En ce qui me concerne, je couvre le volet local pour le canton de Genève, en tant que consultante pour le programme cantonal de santé.

 

Vous intervenez plus particulièrement sur le programme genevois de prévention de l’obésité (infantile et maternelle) « Marchez et mangez malin ! ».
En quoi consiste ce programme ?

Ce programme est né du constat d’un problème dobésité chez 10% des adultes et 5% des enfants en Suisse. L’objectif est donc de lutter contre l’obésité par des actions de prévention et dinformation sur la nutrition.

Le problème d’obésité est adressé dès la grossesse, pour les mamans déjà en surpoids. Puis au moment de l’allaitement, pour la partie préventive.

L’enjeu de l’allaitement sur l’obésité, et sur la santé en général, est considérable car l’allaitement contribue à un microbiote sain et un système immunitaire robuste dès la petite enfance. Il permet d’éviter les maladies non transmissibles telles que cancers, diabètes, maladies cardio-vasculaires…, qui sont par ailleurs des facteurs de co-morbidité aggravant la COVID-19.

Une première étude réalisée tout récemment en Angleterre montre d’ailleurs que les adultes ayant été allaités quand ils étaient enfants ont 12% moins de risques de tomber malade de la COVID 19.

 

S’il ne devait y en avoir qu’un, quel serait votre meilleur conseil à l’attention des futures mamans qui se préparent à allaiter leur bébé à venir ?

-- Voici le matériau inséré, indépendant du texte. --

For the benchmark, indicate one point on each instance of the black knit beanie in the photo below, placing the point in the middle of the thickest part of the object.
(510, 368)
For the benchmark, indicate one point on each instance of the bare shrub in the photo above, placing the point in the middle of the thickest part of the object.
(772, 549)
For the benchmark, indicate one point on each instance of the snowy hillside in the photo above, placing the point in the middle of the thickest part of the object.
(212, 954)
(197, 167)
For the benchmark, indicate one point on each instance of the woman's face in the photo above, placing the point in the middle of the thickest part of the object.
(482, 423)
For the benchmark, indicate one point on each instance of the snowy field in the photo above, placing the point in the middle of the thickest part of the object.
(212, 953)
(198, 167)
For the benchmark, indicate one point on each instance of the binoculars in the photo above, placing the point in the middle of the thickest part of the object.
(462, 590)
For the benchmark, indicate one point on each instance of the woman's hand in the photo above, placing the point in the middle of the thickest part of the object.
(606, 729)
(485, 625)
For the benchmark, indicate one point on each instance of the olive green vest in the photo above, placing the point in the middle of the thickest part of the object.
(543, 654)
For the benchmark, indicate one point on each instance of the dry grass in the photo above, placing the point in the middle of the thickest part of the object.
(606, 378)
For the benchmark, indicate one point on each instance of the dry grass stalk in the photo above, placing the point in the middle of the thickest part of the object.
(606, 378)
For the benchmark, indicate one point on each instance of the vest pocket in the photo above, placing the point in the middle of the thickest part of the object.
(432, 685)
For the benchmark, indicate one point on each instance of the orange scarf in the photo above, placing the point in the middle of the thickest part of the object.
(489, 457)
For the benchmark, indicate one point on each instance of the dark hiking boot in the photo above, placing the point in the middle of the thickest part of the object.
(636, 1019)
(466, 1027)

Je conseillerais aux futures mamans de profiter de la grossesse pour prendre beaucoup d’informations auprès d’autres mamans qui ont allaité.

Il ne faut pas idéaliser l’allaitement, mais se dire qu’en cas de difficultés, il existe des solutions.

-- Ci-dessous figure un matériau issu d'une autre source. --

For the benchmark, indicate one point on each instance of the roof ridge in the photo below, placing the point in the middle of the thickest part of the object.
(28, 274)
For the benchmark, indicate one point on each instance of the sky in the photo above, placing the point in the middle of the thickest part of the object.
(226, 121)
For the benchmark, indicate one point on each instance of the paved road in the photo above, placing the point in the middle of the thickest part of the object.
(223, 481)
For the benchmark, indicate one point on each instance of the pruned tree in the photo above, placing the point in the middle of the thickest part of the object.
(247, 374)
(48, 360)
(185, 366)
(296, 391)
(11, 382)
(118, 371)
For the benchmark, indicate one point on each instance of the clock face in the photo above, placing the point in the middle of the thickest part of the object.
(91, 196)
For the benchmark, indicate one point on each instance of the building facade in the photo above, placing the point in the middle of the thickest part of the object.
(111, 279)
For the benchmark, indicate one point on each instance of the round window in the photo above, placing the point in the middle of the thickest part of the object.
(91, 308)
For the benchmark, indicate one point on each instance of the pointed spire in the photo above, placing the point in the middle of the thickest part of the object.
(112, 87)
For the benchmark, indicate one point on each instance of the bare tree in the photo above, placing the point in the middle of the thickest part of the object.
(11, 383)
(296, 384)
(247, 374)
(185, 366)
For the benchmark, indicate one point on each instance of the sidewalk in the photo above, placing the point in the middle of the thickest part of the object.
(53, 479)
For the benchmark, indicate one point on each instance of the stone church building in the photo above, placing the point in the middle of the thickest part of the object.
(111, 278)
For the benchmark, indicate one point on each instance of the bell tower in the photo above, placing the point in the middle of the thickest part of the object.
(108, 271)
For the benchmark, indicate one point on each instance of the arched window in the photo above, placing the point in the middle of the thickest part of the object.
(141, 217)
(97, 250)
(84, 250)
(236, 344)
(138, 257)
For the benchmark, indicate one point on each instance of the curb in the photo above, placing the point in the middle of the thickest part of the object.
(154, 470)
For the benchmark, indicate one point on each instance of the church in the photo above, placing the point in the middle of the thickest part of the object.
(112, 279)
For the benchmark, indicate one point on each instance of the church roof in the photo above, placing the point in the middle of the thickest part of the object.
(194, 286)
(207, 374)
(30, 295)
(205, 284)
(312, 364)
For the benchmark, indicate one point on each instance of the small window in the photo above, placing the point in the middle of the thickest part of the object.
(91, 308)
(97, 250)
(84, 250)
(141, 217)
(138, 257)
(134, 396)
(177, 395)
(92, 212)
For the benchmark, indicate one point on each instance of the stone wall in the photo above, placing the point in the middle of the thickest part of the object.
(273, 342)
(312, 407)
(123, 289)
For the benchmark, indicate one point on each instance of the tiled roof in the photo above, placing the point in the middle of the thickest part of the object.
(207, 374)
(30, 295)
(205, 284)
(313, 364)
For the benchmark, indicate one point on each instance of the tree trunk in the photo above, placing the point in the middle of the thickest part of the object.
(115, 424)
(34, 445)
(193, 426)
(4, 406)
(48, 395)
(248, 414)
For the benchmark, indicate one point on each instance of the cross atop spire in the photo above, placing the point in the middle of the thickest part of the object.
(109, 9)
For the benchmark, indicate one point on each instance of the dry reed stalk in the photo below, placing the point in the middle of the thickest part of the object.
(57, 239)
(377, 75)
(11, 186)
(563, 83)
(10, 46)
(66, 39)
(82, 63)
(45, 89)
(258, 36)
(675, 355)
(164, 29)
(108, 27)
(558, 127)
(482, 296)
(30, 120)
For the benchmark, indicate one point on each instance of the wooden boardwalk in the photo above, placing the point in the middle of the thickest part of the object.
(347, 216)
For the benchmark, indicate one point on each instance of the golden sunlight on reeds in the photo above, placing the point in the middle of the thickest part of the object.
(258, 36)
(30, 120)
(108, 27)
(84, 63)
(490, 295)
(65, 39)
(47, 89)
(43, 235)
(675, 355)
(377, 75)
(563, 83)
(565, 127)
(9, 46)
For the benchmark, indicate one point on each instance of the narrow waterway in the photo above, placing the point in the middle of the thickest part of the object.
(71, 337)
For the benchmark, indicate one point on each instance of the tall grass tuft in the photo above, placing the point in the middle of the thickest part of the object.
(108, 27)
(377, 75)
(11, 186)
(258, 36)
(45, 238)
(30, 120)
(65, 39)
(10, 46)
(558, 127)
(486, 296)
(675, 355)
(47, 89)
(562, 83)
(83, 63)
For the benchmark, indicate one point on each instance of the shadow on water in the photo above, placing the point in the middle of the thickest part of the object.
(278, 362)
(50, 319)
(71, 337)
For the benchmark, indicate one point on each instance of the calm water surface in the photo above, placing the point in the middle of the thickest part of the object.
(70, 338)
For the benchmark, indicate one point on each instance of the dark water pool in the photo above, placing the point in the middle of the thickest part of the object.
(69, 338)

L’allaitement est naturel mais pas automatique : comme pour manger, il doit y avoir un apprentissage.

Il est également important de voir des mamans allaiter, d’avoir des retours d’expérience variés (dans des réunions si ce n’est pas dans sa propre famille) pour pouvoir se préparer. Les vraies spécialistes de l’allaitement, ce sont les mamans qui ont su écouter leur bébé. 

 

Si vous disposiez d’une baguette magique, que changeriez-vous en France pour faire progresser les taux d’allaitement maternel ?

J’intégrerais l’allaitement dans tous les cursus scolaires et universitaires pour faire évoluer les regards.

En relayant des images de bébés allaités dans les livres d’enfants, en intégrant l’allaitement dans les cours de biologie, dans les cursus liés à la santé bien sûr, mais aussi en philosophie et dans tous les autres domaines. L’allaitement est la suite naturelle de la grossesse.

 

Un petit mot sur VanillaMilk ?

C’est très bien de créer ce réseau pour l’allaitement et le maternage.

VanillaMilk a réussi à se positionner en dehors des conflits d’intérêt, ce qui lui offre la possibilité de s’ouvrir à de nombreuses structures qui soutiennent également l’allaitement.